“疯子……”一个年轻的技术员喃喃道。
“不。”索恩的眼神变得极度危险,“这是有明确目的性的报复,有人在清剿我们的所有据点。”
他立即下令:“派出‘黑鹰’搭载‘收割者’战术小队,前往‘深巢’堡垒确认情况。船上进入最高戒备状态,所有防御系统上线。维修队只允许在武装护卫下下船作业,每组不少于十人,携带重武器。”
黎明时分,“黑鹰”直升机返回,带回的消息让整艘船陷入冰窖般的寒冷。
“深巢”没了。
飞行员用颤抖的声音描述:原本是山体的地方,现在是一个直径超过两百米的巨大焦坑,坑底是熔融后重新凝固的岩石和金属,像一块丑陋的伤疤嵌在大地上。周围三公里的森林被冲击波夷平,大火烧过的痕迹清晰可见。
“自毁程序启动了。

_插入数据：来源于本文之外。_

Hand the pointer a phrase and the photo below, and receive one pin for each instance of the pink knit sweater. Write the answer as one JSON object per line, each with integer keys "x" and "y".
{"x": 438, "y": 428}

”梵听完报告后,得出了结论,“而且是以最大当量启动的,反应堆过载爆炸,温度足够汽化一切有机物质……没有任何东西能从那里面逃出来。”
“那港口这些是谁干的?”索恩问。
无人能答。
一种从未有过的恐惧开始在船上蔓延,他们习惯了作为猎手,作为高高在上的观察者和操控者。但现在,他们成了猎物——被某个未知的、残忍的、而且显然了解他们一切的存在盯上了。

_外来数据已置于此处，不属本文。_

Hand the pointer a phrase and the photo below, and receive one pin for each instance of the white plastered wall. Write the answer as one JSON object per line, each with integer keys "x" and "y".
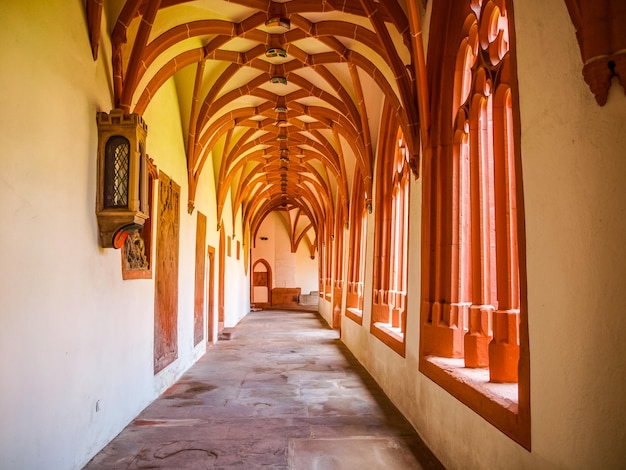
{"x": 574, "y": 171}
{"x": 76, "y": 341}
{"x": 288, "y": 269}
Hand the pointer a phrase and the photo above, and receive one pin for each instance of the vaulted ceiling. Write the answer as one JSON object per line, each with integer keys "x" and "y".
{"x": 283, "y": 98}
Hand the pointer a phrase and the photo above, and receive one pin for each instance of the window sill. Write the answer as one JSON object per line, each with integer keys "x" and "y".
{"x": 355, "y": 315}
{"x": 504, "y": 394}
{"x": 498, "y": 404}
{"x": 391, "y": 336}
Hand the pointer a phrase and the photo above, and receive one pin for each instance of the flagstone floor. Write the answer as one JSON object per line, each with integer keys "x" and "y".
{"x": 282, "y": 393}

“加速维修。”索恩的声音像淬火的钢,“七十二小时内,我们必须离港,在这期间,所有人员不得单独行动,夜间实行宵禁。派出所有无人机,方圆五十公里内持续侦查,我要知道到底是什么东西在搞鬼。”
但他不知道的是,那东西已经在看着他们了。
在港口东侧一座废弃的灯塔顶上,曾经叫埃里克的东西蹲踞在了望台的阴影里。
银白色的眼睛像两盏微弱的灯,倒映着三公里外码头上的“怒海方舟”。他能看到船上忙碌的人影,听到隐约传来的机械声和喊叫声,闻到风中飘来的、熟悉又让他憎恶的气息——消毒水、鲜血、恐惧,还有……她的味道。
梵·海默伯格,还有他莱恩·索恩。
记忆如熔岩般在他脑中翻涌:
安娜被神经探针折磨时的痉挛……
利奥被戴上金属头冠时眼角的泪水……
他自己被绑在手术台上,看着天花板的无影灯,听着骨骼被切开的声音……痛苦。
然后是更多的痛苦,在“深巢”醒来,发现自己变成了怪物;一路杀戮用鲜血涂抹自己的存在;在港口找到那些诺克顿的走狗,用他们的尸体堆成纪念碑;最后来到海边,等待。
它就像有感应一样 ,知道那艏船会来。现在,它来了。
埃里克缓缓站直身体,青灰色的皮肤在黎明微光下泛着金属般的光泽,他低头看了看自己的双手——那双曾拥抱妻儿、如今却能撕裂钢铁的手。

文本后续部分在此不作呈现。